How amazing that after all these years hearing stories about golden rectangles, I had never heard that the credit card is based on it. Being a bit of a skeptic, I thought I'd take out my Mastercard and measure it. Sure enough, when I divided the length (85 mm) by the width (53mm) it came to just over 1.6, close enough to the golden ratio to suggest that this is indeed the basis of the dimensions of our flexible friend.

So why on earth did the inventors of credit cards choose the golden ratio? Was there a closet mathematician in the design team who wanted to sneak in this symbol of eternal beauty? Or did the shape of the credit card emerge almost as a force of nature, because it is the 'best' shape? The history of the credit card dimensions seems to be shrouded in mystery, but after a bit of surfing one thing becomes apparent.
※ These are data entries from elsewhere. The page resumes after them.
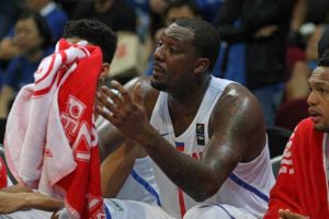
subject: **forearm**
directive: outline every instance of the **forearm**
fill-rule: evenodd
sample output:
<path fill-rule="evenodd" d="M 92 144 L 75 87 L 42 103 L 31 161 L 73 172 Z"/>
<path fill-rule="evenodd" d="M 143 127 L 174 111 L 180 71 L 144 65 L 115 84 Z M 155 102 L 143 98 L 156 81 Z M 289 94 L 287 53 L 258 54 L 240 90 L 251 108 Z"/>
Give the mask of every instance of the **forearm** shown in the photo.
<path fill-rule="evenodd" d="M 46 211 L 56 211 L 64 207 L 64 201 L 52 198 L 41 193 L 21 193 L 23 198 L 22 209 L 35 208 Z"/>
<path fill-rule="evenodd" d="M 15 184 L 15 185 L 2 188 L 1 192 L 4 192 L 4 193 L 32 193 L 33 191 L 24 185 Z"/>
<path fill-rule="evenodd" d="M 137 154 L 137 147 L 124 143 L 102 162 L 101 185 L 105 198 L 115 198 L 120 193 L 133 170 Z"/>
<path fill-rule="evenodd" d="M 177 151 L 156 130 L 140 135 L 137 141 L 163 173 L 197 201 L 215 194 L 227 177 L 202 161 Z"/>

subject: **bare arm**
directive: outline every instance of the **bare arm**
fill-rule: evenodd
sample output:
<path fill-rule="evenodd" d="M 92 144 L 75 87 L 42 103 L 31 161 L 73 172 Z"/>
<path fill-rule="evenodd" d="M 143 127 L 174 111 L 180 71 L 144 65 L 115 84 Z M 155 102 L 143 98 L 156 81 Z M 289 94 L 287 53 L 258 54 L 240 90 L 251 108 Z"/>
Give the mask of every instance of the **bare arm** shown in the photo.
<path fill-rule="evenodd" d="M 34 193 L 21 184 L 0 191 L 0 214 L 10 214 L 31 208 L 56 211 L 63 207 L 64 203 L 61 200 L 41 193 Z"/>
<path fill-rule="evenodd" d="M 15 56 L 19 56 L 22 51 L 15 45 L 13 38 L 4 37 L 0 42 L 0 59 L 10 60 Z"/>
<path fill-rule="evenodd" d="M 122 97 L 104 88 L 100 99 L 112 115 L 99 108 L 100 113 L 127 138 L 143 146 L 167 176 L 197 201 L 214 195 L 239 161 L 256 158 L 264 146 L 261 108 L 256 99 L 239 85 L 230 85 L 219 100 L 212 117 L 211 140 L 200 161 L 178 152 L 149 124 L 138 87 L 133 101 L 123 87 L 114 85 Z M 107 96 L 113 104 L 105 101 Z M 226 105 L 220 107 L 223 104 Z M 138 128 L 132 124 L 138 124 Z M 248 147 L 251 152 L 245 153 Z M 188 177 L 192 180 L 186 181 Z"/>

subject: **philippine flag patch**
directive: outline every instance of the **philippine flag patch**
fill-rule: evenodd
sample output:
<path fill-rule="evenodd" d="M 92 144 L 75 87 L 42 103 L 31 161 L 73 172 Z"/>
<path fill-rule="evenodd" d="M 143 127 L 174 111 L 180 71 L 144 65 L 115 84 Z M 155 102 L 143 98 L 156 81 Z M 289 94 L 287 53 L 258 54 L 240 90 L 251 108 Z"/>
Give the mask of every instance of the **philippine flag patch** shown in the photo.
<path fill-rule="evenodd" d="M 174 142 L 175 143 L 175 149 L 178 150 L 178 151 L 184 151 L 184 148 L 185 148 L 185 145 L 184 145 L 184 142 Z"/>

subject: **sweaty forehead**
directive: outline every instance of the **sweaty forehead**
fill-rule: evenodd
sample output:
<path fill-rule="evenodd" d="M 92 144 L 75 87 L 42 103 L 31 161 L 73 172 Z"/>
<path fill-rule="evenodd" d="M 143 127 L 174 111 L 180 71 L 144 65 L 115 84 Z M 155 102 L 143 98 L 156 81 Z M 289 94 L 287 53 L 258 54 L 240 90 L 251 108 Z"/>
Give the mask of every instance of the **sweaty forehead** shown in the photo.
<path fill-rule="evenodd" d="M 314 82 L 314 83 L 329 84 L 329 68 L 328 67 L 317 67 L 313 71 L 308 81 Z"/>
<path fill-rule="evenodd" d="M 175 23 L 168 26 L 164 30 L 163 34 L 166 36 L 170 36 L 170 37 L 175 38 L 181 42 L 191 43 L 191 42 L 193 42 L 193 38 L 194 38 L 194 32 L 192 30 L 180 26 Z"/>

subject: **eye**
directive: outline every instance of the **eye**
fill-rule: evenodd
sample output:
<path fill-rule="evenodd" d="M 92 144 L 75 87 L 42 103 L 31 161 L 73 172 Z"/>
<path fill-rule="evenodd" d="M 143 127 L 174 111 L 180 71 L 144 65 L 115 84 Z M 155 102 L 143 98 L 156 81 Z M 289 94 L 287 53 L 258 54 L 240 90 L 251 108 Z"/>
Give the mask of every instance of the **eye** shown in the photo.
<path fill-rule="evenodd" d="M 159 41 L 158 42 L 158 47 L 162 46 L 163 45 L 163 42 L 162 41 Z"/>

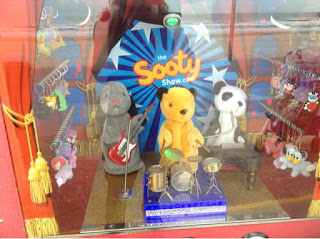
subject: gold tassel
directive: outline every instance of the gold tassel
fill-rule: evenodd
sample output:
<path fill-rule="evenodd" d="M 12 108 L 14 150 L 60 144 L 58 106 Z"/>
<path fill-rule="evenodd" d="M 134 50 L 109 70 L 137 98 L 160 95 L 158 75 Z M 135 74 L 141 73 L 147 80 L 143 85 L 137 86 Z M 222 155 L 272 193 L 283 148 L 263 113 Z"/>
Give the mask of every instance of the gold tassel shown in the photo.
<path fill-rule="evenodd" d="M 9 109 L 4 104 L 2 104 L 2 108 L 3 108 L 3 112 L 9 117 L 9 119 L 11 119 L 14 123 L 16 123 L 18 125 L 23 125 L 26 130 L 27 143 L 28 143 L 28 149 L 29 149 L 29 154 L 30 154 L 30 169 L 28 171 L 28 180 L 30 181 L 31 201 L 33 203 L 46 202 L 46 195 L 45 195 L 46 193 L 45 193 L 44 186 L 47 186 L 50 188 L 50 186 L 48 184 L 48 177 L 49 177 L 50 184 L 51 184 L 51 180 L 50 180 L 50 176 L 45 175 L 43 173 L 41 174 L 41 171 L 45 172 L 45 170 L 49 170 L 48 166 L 47 166 L 47 169 L 45 168 L 45 166 L 43 166 L 44 162 L 42 162 L 42 160 L 44 160 L 44 158 L 42 158 L 41 153 L 40 153 L 41 157 L 39 157 L 39 160 L 36 165 L 33 160 L 32 146 L 31 146 L 30 134 L 29 134 L 29 128 L 28 128 L 30 124 L 33 124 L 36 145 L 37 145 L 38 152 L 40 152 L 37 127 L 36 127 L 35 119 L 33 117 L 33 111 L 31 110 L 31 112 L 26 115 L 20 115 L 17 112 L 14 112 L 13 110 Z M 17 118 L 21 118 L 21 119 L 23 119 L 23 121 L 19 121 Z M 38 153 L 38 156 L 39 156 L 39 153 Z M 45 162 L 45 164 L 46 164 L 46 162 Z M 42 182 L 43 176 L 44 176 L 44 180 L 46 181 L 45 184 Z M 52 188 L 51 188 L 51 191 L 52 191 Z"/>
<path fill-rule="evenodd" d="M 59 235 L 59 226 L 54 217 L 27 219 L 25 220 L 25 227 L 29 238 Z"/>
<path fill-rule="evenodd" d="M 49 174 L 49 166 L 47 161 L 42 157 L 42 153 L 37 153 L 37 158 L 35 161 L 35 166 L 40 172 L 41 176 L 41 182 L 43 184 L 43 188 L 45 191 L 45 194 L 52 193 L 52 184 L 51 184 L 51 178 Z"/>
<path fill-rule="evenodd" d="M 320 217 L 320 201 L 313 200 L 308 210 L 308 218 Z"/>
<path fill-rule="evenodd" d="M 318 159 L 317 170 L 315 173 L 316 185 L 314 187 L 312 202 L 310 204 L 307 217 L 320 217 L 320 153 Z"/>
<path fill-rule="evenodd" d="M 41 182 L 41 175 L 39 170 L 35 167 L 34 162 L 30 163 L 28 172 L 28 180 L 30 181 L 30 197 L 34 203 L 46 202 L 46 195 L 43 184 Z"/>
<path fill-rule="evenodd" d="M 320 153 L 319 153 L 319 160 L 318 160 L 318 164 L 317 164 L 317 170 L 316 170 L 315 177 L 320 178 Z"/>

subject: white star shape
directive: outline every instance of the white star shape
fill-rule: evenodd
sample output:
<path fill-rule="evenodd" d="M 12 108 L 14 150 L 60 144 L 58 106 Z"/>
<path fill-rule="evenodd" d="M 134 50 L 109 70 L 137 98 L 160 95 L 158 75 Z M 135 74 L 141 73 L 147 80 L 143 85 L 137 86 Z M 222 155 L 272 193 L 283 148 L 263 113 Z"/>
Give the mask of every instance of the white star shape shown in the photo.
<path fill-rule="evenodd" d="M 207 116 L 196 117 L 197 120 L 199 120 L 201 123 L 204 124 L 201 131 L 202 134 L 205 134 L 208 131 L 209 126 L 214 118 L 215 118 L 215 113 L 213 111 L 212 105 L 210 105 Z"/>
<path fill-rule="evenodd" d="M 227 70 L 228 70 L 228 67 L 222 69 L 221 71 L 218 71 L 217 68 L 214 65 L 212 65 L 212 76 L 206 77 L 204 78 L 204 80 L 211 81 L 212 85 L 214 85 L 218 81 L 225 82 L 225 80 L 223 79 L 223 76 L 227 72 Z"/>
<path fill-rule="evenodd" d="M 150 41 L 150 33 L 152 28 L 164 28 L 162 25 L 157 25 L 157 24 L 150 24 L 146 22 L 139 22 L 137 25 L 135 25 L 131 31 L 136 31 L 136 30 L 143 30 L 144 34 L 147 38 L 147 41 Z"/>
<path fill-rule="evenodd" d="M 130 96 L 132 96 L 131 91 L 129 91 L 129 95 L 130 95 Z M 139 109 L 139 108 L 141 108 L 141 107 L 142 107 L 142 105 L 140 105 L 140 104 L 135 104 L 135 105 L 136 105 L 137 109 Z"/>
<path fill-rule="evenodd" d="M 191 25 L 191 27 L 197 32 L 195 43 L 197 43 L 202 37 L 211 43 L 209 30 L 203 23 L 200 23 L 199 25 Z"/>
<path fill-rule="evenodd" d="M 118 65 L 119 65 L 119 56 L 128 56 L 130 55 L 129 52 L 126 52 L 125 50 L 122 50 L 120 47 L 121 44 L 121 40 L 118 41 L 117 45 L 115 45 L 110 54 L 109 54 L 109 58 L 111 58 L 114 66 L 116 67 L 116 69 L 118 70 Z"/>

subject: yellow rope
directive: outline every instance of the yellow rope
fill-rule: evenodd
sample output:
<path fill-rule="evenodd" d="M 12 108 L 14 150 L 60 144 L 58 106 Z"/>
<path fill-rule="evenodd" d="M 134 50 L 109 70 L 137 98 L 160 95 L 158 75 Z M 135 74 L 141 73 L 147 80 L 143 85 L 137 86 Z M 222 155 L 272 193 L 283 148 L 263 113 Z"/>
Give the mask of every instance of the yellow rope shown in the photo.
<path fill-rule="evenodd" d="M 28 180 L 30 181 L 30 197 L 31 201 L 34 203 L 46 202 L 45 194 L 52 192 L 52 184 L 49 175 L 49 167 L 46 160 L 42 157 L 40 151 L 37 126 L 33 116 L 33 110 L 26 115 L 18 114 L 13 110 L 9 109 L 5 104 L 2 103 L 3 112 L 17 125 L 22 125 L 25 127 L 27 143 L 30 155 L 30 169 L 28 172 Z M 20 118 L 21 120 L 18 120 Z M 33 124 L 36 146 L 37 146 L 37 158 L 34 161 L 32 154 L 32 146 L 29 134 L 28 126 Z"/>

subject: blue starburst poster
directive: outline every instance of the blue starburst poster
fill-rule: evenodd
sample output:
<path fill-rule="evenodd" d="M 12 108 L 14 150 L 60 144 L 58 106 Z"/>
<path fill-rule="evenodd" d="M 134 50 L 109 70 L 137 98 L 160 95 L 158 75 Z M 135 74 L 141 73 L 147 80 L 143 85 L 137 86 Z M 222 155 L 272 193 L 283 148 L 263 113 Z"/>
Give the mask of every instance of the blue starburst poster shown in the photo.
<path fill-rule="evenodd" d="M 205 126 L 201 119 L 212 111 L 215 82 L 235 85 L 237 73 L 212 35 L 202 23 L 168 29 L 135 21 L 111 50 L 96 79 L 98 95 L 107 81 L 120 81 L 133 96 L 139 113 L 157 104 L 139 135 L 141 151 L 158 151 L 158 131 L 165 118 L 157 88 L 195 88 L 198 95 L 193 123 L 201 130 Z"/>

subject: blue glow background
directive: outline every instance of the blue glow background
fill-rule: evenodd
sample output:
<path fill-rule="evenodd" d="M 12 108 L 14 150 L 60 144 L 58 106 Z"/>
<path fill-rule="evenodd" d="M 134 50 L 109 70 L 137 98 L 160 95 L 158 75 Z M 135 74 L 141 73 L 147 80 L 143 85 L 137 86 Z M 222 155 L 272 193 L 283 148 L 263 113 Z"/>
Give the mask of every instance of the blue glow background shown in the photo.
<path fill-rule="evenodd" d="M 131 31 L 131 29 L 138 23 L 135 21 L 133 25 L 126 31 L 121 38 L 121 49 L 129 52 L 131 55 L 120 56 L 118 69 L 115 68 L 114 63 L 110 58 L 104 64 L 97 77 L 98 95 L 100 95 L 102 86 L 107 81 L 120 81 L 131 92 L 136 104 L 143 105 L 138 109 L 139 113 L 143 113 L 144 109 L 155 102 L 157 105 L 149 114 L 149 122 L 145 129 L 139 135 L 139 147 L 141 151 L 157 151 L 158 143 L 157 136 L 162 122 L 165 120 L 161 113 L 159 100 L 156 98 L 156 87 L 140 86 L 137 83 L 139 78 L 133 72 L 133 66 L 137 61 L 147 60 L 150 69 L 157 64 L 164 65 L 166 61 L 171 60 L 172 56 L 177 55 L 179 49 L 189 57 L 199 58 L 201 60 L 201 70 L 198 78 L 193 82 L 179 83 L 188 88 L 195 88 L 198 92 L 196 98 L 196 111 L 194 116 L 206 116 L 208 109 L 213 104 L 212 82 L 205 81 L 204 78 L 212 75 L 212 65 L 218 71 L 227 68 L 224 75 L 224 80 L 232 85 L 235 85 L 237 80 L 237 73 L 230 65 L 229 60 L 224 53 L 223 48 L 210 34 L 211 42 L 201 38 L 195 42 L 197 32 L 190 26 L 183 28 L 167 29 L 155 28 L 152 29 L 150 41 L 148 42 L 143 30 Z M 166 60 L 159 59 L 158 56 L 166 56 Z M 183 79 L 185 76 L 178 74 L 177 76 L 167 80 Z M 162 87 L 161 81 L 155 81 L 154 84 Z M 167 85 L 166 87 L 170 87 Z M 193 117 L 194 125 L 202 129 L 202 124 L 195 117 Z"/>

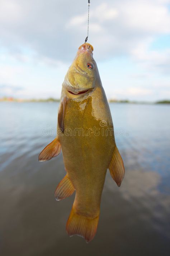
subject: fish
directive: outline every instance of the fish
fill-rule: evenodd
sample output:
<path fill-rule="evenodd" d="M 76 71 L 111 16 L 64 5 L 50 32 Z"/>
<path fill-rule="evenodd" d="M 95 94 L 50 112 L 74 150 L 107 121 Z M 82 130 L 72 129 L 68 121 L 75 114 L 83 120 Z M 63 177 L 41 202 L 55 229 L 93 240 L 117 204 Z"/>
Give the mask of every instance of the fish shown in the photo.
<path fill-rule="evenodd" d="M 93 51 L 87 42 L 79 48 L 62 85 L 57 136 L 39 156 L 39 161 L 46 161 L 62 150 L 66 174 L 55 196 L 60 200 L 75 190 L 66 232 L 70 236 L 84 238 L 87 243 L 96 232 L 107 169 L 118 187 L 124 175 Z"/>

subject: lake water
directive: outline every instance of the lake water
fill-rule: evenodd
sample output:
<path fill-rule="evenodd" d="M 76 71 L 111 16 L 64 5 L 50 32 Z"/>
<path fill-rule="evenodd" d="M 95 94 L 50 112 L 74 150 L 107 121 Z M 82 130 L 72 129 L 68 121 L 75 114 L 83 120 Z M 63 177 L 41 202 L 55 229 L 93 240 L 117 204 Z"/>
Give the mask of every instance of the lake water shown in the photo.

The unusual metric dimensions used today are just a conversion from the more straightforward imperial dimensions. The length is 3 3/8 inches, and the width 2 1/8 inches. That means the ratio is precisely 27/17, about 1.59. It might be close to the golden ratio, but it's certainly not the same.

Meanwhile, the ratio of the sides of a regular playing card (bridge size) is 14/9, or 1.56, while the sides of a sheet of A4 have an irrational ratio, the square root of 2 (about 1.41).

Which of these rectangles is the most aesthetically beautiful? Well, that is entirely subjective. But it's an urban myth that most people choose the golden rectangle ahead of other rectangular shapes. And in my view, the fact that A4 paper retains its same proportions when folded in half (to make A5 paper) makes it by far the most beautiful of the rectangles.

Where does this widespread belief in the superior beauty of the golden rectangle come from? Blame Donald Duck. In 1959, Disney released a short animation called Donald in Mathmagic Land, about the beauty of mathematics. It was a huge hit, and for years it was a staple in US classrooms. Nine minutes into the cartoon (watch it on Youtube!), Donald learns that the Parthenon was deliberately built to the proportions of the golden ratio, as was Notre Dame cathedral and countless other structures. "Boy, oh boy, oh boy!" exclaims Donald. And if it came from Walt Disney, then surely it was true. Except of course it wasn't, Disney was using the same artistic licence he used in all his adaptations of traditional stories.

The golden ratio has many genuine and beautiful connections with the real world, but alas Greek architecture and credit cards aren't among them.